Over de Hoogeveense Venen
Wie een rondje Hoogeveen fietst kan zich afvragen waar de naam vandaan komt. Er is immers geen hoogveen te bekennen. Het oorspronkelijke veenlandschap was woest, ruig, en nat. Het veenmoeras was ongeschikt voor bewoning. De gevonden bewoningssporen zijn te dateren uit de periode voordat het veen het gebied overgroeide. Het zou tot de zeventiende eeuw duren voordat de streek permanent bewoond zouden worden. In de zeventiende eeuw groeiden de steden -met name in het westen- en nam de vraag naar brandstof toe. Drenthe was het land van het bruine goud, de gewilde turf. Praktische handelsgeesten kochten gezamenlijk de hoogveenvelden op en dolven het veen. Hoogeveen ontstond op de kruising van de Hoogeveense Vaart en de eerste wijk in noordelijke richting. Het Huis met de duivengaten aan de Alteveerstraat dateert uit deze ontginningsperiode. In de negentiende eeuw volgde de tweede ontginningsgolf. De zeventiende-eeuwse veenontginningen hebben kleinere percelen. Dankzij machinale ontginning (stoommachine!) zijn de negentiende-eeuwse percelen groter. Thomas Rosenboom beschreef in zijn roman Publieke werken (1999) waarheidsgetrouw het harde leven van de veenarbeider in de Hoogeveense venen. Ondanks de machinale ontginning bleef veenarbeid handarbeid.

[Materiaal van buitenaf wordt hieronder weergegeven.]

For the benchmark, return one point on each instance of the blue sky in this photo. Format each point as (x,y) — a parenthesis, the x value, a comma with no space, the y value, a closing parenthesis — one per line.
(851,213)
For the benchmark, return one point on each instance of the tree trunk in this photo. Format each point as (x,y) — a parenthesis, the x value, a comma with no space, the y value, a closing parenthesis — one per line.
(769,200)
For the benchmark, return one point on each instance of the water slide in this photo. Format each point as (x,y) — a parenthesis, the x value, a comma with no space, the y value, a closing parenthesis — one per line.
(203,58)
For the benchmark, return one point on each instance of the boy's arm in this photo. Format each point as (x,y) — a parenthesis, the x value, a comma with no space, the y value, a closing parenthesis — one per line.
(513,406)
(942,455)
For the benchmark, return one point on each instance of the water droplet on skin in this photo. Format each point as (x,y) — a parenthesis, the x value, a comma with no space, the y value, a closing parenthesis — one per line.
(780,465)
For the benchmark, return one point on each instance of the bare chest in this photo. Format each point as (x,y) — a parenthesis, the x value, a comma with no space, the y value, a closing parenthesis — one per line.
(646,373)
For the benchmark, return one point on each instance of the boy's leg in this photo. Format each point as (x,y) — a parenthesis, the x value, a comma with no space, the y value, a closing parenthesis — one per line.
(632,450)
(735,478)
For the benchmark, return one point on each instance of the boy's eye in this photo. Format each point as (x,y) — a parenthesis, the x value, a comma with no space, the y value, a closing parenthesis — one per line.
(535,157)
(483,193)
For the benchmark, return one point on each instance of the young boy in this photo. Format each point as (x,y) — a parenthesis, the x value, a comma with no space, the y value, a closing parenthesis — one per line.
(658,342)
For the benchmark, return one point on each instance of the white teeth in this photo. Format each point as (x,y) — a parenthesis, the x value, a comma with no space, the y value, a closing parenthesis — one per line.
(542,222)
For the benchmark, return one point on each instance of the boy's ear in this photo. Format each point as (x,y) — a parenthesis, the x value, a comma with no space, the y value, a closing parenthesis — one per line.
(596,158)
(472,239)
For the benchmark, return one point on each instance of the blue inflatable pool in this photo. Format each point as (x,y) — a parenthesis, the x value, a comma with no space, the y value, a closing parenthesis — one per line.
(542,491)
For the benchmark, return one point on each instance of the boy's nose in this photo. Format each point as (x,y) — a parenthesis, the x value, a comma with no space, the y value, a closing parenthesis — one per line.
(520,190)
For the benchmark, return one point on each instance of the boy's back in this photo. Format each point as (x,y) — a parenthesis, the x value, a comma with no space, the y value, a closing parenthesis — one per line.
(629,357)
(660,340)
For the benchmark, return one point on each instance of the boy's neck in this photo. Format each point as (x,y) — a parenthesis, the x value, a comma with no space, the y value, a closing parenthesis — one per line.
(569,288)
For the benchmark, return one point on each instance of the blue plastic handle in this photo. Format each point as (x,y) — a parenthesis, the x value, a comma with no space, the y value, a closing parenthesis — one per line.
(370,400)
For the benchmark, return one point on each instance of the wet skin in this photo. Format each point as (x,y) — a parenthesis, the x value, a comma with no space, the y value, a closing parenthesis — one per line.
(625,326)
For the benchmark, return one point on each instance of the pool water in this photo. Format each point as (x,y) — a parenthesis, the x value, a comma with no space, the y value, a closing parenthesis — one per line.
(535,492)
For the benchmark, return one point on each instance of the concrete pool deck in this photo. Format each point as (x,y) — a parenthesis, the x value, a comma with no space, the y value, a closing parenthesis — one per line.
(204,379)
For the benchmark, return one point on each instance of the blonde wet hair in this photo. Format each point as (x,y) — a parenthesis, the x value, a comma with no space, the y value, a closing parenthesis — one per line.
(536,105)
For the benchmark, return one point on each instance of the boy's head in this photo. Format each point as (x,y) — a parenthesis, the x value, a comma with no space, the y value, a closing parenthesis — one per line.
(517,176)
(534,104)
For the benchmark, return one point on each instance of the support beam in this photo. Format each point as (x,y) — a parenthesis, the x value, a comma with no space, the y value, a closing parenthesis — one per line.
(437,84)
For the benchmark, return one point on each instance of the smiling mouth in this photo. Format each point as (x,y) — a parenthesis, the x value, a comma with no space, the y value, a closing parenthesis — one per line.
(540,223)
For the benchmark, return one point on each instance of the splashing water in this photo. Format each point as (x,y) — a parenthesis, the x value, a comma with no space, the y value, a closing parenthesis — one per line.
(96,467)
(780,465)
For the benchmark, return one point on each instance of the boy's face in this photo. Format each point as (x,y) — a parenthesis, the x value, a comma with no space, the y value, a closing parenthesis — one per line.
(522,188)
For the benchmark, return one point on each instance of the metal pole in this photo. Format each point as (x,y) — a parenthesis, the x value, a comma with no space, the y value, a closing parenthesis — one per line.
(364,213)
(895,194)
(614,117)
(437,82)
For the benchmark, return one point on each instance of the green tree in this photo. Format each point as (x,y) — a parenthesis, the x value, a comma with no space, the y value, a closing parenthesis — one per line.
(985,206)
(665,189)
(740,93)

Het veen is nu vrijwel verdwenen op een paar kleine velden na bij Dalerpeel en Nieuwlande. Wat overbleef is het herkenbare rechtlijnige ontginningspatroon dat wij nu associëren als kenmerkend voor het veengebied. Binnen de wijkenstructuur heeft het veen plaatsgemaakt voor eiken-berkenbossen en groeit de koningsvaren uitbundig langs het water. De negentiende-eeuwse veenarbeider zou zijn werkgebied nog nauwelijks terugherkennen.